Do I need a doctor’s referral?

No. You do not need a doctors referral to see a dietitian. If your GP has organised a Team Care Arrangement plan for you, you ar eligible for rebates from Medicare. If not, most private health insurers provide rebates if you have extras cover.

Do dietitians put you on a “diet”?

No. All eating and nutrition advice is tailored to your specific health and wellbeing issues. This advice will take into account your personal likes and dislikes, your  lifestyle and your personal goals.

What is the difference between a dietitian and a nutritionist?

Accredited Practising Dietitians have a minimum 4 years University training, and will quite often have post-graduate degrees in Nutrition. They are required to undertake continuing professional development throughout the year to maintain their accreditation.

Nutritionists do not necessarily have to have any qualifications but can have completed a short course in nutrition or a 3 year Bachelor degree. Accredited Nuritionists will generally have a higher qualification than a nutritionist without training.

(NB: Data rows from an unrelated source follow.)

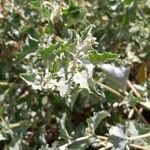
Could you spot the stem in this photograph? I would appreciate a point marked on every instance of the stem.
(63, 147)
(133, 89)
(110, 89)
(139, 136)
(139, 147)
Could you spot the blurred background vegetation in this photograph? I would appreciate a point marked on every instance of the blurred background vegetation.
(35, 34)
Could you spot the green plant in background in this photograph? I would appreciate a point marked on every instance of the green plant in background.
(74, 57)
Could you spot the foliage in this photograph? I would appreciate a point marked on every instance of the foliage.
(65, 70)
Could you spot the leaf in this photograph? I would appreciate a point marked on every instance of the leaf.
(96, 57)
(118, 137)
(142, 73)
(31, 46)
(93, 122)
(63, 131)
(117, 76)
(79, 145)
(47, 52)
(87, 31)
(28, 77)
(81, 79)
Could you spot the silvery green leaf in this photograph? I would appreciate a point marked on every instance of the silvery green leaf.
(81, 79)
(118, 76)
(93, 122)
(62, 87)
(118, 137)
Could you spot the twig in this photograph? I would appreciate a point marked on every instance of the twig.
(139, 147)
(6, 84)
(122, 96)
(15, 125)
(63, 147)
(141, 117)
(133, 89)
(110, 89)
(139, 137)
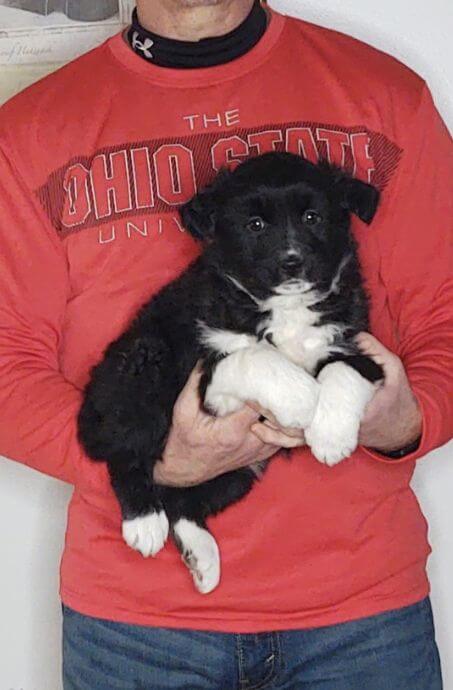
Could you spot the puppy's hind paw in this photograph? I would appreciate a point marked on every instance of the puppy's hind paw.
(200, 553)
(146, 533)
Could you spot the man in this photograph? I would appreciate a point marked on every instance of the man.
(324, 583)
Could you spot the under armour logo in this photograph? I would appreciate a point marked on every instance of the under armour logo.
(144, 46)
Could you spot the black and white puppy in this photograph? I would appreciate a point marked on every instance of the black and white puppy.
(271, 307)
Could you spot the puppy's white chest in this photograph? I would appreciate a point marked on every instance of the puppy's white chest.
(294, 331)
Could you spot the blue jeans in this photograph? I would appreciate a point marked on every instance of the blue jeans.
(390, 651)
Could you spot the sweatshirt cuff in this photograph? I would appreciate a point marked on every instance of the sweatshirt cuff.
(415, 450)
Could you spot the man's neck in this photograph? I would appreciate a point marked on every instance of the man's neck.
(171, 20)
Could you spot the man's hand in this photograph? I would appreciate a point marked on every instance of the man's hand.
(270, 431)
(201, 447)
(392, 419)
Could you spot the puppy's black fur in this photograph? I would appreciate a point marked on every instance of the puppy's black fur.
(247, 220)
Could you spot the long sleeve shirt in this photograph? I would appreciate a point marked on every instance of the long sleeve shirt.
(94, 162)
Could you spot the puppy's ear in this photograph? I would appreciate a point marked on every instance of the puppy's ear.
(359, 198)
(199, 214)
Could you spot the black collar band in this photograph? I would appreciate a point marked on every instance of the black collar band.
(168, 52)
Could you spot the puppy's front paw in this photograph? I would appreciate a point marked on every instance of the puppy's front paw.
(294, 404)
(332, 436)
(147, 533)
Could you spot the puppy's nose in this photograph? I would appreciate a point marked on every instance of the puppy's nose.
(291, 263)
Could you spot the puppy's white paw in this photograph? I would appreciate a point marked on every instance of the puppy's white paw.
(200, 553)
(332, 440)
(294, 402)
(334, 431)
(147, 533)
(220, 404)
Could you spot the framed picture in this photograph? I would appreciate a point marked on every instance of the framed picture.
(38, 31)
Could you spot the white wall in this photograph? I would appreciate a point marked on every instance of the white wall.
(32, 507)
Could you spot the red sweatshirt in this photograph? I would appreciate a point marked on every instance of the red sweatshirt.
(95, 160)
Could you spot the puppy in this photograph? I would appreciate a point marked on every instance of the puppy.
(271, 308)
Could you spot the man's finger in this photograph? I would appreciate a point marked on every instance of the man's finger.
(372, 347)
(276, 438)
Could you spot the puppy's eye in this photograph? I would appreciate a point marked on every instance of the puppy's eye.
(255, 224)
(311, 217)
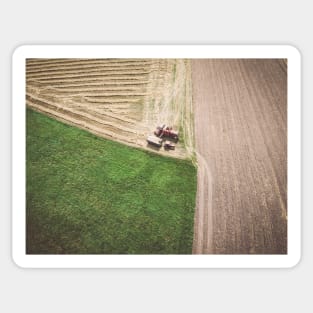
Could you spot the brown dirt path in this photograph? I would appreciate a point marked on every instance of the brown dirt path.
(241, 140)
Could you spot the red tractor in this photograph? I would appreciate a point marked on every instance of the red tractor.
(166, 131)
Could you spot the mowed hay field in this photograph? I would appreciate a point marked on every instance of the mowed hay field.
(90, 195)
(241, 139)
(120, 99)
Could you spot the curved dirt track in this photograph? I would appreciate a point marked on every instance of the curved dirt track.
(241, 139)
(119, 99)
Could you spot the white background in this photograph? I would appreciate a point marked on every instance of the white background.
(160, 22)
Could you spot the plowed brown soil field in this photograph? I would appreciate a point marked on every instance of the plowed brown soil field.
(241, 140)
(120, 99)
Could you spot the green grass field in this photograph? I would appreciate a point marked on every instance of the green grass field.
(88, 195)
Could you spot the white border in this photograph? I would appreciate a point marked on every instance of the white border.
(156, 261)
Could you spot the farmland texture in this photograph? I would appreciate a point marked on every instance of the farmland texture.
(241, 141)
(119, 99)
(90, 195)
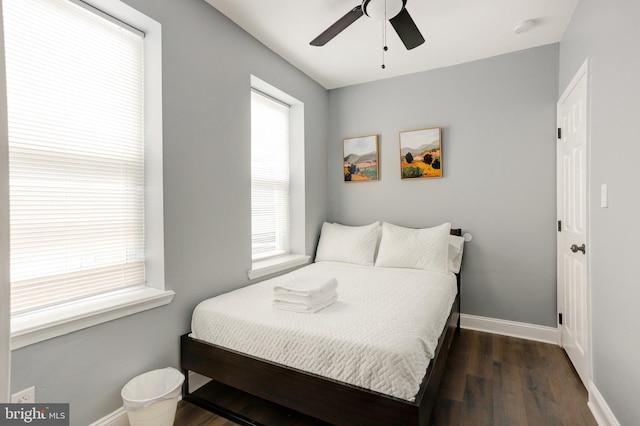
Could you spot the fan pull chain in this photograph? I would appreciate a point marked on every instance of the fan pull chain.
(384, 34)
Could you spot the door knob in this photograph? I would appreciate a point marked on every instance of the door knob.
(575, 248)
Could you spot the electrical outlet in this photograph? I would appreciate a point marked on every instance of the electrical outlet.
(26, 396)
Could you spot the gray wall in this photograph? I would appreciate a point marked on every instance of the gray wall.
(498, 121)
(608, 33)
(207, 61)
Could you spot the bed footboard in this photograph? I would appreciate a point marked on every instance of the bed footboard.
(324, 399)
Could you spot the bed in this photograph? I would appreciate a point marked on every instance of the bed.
(358, 361)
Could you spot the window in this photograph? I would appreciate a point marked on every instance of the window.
(269, 176)
(84, 156)
(277, 181)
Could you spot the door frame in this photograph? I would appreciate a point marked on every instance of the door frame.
(583, 72)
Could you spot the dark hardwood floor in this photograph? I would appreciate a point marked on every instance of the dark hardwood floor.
(489, 380)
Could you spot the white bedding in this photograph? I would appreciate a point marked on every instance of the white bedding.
(380, 335)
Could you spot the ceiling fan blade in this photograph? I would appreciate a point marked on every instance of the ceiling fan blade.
(407, 29)
(338, 27)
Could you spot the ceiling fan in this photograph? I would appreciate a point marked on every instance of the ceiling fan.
(392, 10)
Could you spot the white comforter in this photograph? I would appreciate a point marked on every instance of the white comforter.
(380, 335)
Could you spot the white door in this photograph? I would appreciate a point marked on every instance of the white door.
(572, 248)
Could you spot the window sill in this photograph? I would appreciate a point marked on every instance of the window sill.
(33, 327)
(274, 265)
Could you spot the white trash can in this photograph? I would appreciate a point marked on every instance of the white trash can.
(151, 399)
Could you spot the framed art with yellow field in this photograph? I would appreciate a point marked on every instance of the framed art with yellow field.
(360, 159)
(421, 153)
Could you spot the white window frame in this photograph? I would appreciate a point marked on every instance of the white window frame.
(296, 256)
(36, 326)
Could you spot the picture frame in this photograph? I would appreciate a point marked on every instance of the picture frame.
(360, 160)
(421, 153)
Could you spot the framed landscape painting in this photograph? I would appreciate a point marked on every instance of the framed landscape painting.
(360, 158)
(421, 153)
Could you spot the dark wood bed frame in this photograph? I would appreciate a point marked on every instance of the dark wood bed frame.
(324, 399)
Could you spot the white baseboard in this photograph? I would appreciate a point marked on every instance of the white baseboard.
(510, 328)
(116, 418)
(600, 409)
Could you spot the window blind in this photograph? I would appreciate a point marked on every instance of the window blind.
(269, 176)
(76, 153)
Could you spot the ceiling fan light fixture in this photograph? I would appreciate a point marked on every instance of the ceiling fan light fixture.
(376, 8)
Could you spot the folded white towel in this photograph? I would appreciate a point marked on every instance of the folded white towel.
(302, 308)
(307, 287)
(306, 301)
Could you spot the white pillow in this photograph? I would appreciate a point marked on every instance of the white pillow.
(349, 244)
(456, 246)
(425, 248)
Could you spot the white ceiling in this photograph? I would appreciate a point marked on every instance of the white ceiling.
(456, 31)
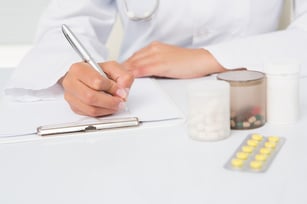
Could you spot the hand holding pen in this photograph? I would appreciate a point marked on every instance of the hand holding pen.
(94, 89)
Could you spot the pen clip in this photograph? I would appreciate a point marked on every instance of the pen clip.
(103, 124)
(75, 43)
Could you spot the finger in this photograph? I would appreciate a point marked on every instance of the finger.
(93, 79)
(80, 108)
(93, 97)
(122, 77)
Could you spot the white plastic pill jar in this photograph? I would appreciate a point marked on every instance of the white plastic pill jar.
(208, 110)
(282, 92)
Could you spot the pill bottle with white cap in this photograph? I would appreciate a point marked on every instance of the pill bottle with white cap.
(282, 91)
(247, 98)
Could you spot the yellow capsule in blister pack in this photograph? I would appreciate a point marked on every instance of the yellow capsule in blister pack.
(256, 164)
(257, 137)
(237, 162)
(265, 150)
(255, 153)
(242, 155)
(273, 139)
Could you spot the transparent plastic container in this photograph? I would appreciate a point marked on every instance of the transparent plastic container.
(208, 110)
(247, 98)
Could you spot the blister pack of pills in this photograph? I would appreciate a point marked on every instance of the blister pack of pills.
(255, 154)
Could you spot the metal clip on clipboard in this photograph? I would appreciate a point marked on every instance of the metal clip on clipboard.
(87, 127)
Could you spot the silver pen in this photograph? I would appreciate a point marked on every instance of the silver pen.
(80, 49)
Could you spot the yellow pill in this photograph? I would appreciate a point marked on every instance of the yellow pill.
(271, 145)
(265, 151)
(247, 149)
(257, 137)
(261, 157)
(242, 155)
(256, 164)
(237, 162)
(252, 143)
(273, 139)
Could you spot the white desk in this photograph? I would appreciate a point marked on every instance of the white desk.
(151, 165)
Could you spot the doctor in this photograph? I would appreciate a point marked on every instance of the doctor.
(169, 38)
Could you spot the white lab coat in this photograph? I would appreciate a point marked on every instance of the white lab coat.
(239, 33)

Hospitals and GP clinics will only employ APDs.

What will happen in my appointment?

The first appointment with your dietitian will involve them getting a really good understanding of your life and what goals you are hoping to achieve. You will be listenend to, and all facets of your life will be considered. You will then have any relevant nutrition concepts explained to you in terms you will understand and together come up with an action plan that will help you to achieve your goals.

Review appointments are important in ensuring that you are feeling comfortable with the plan, that it is working for you and any issues you might be having will be addressed. Review appointments can also be a good chance to check-in to help with motivation and support.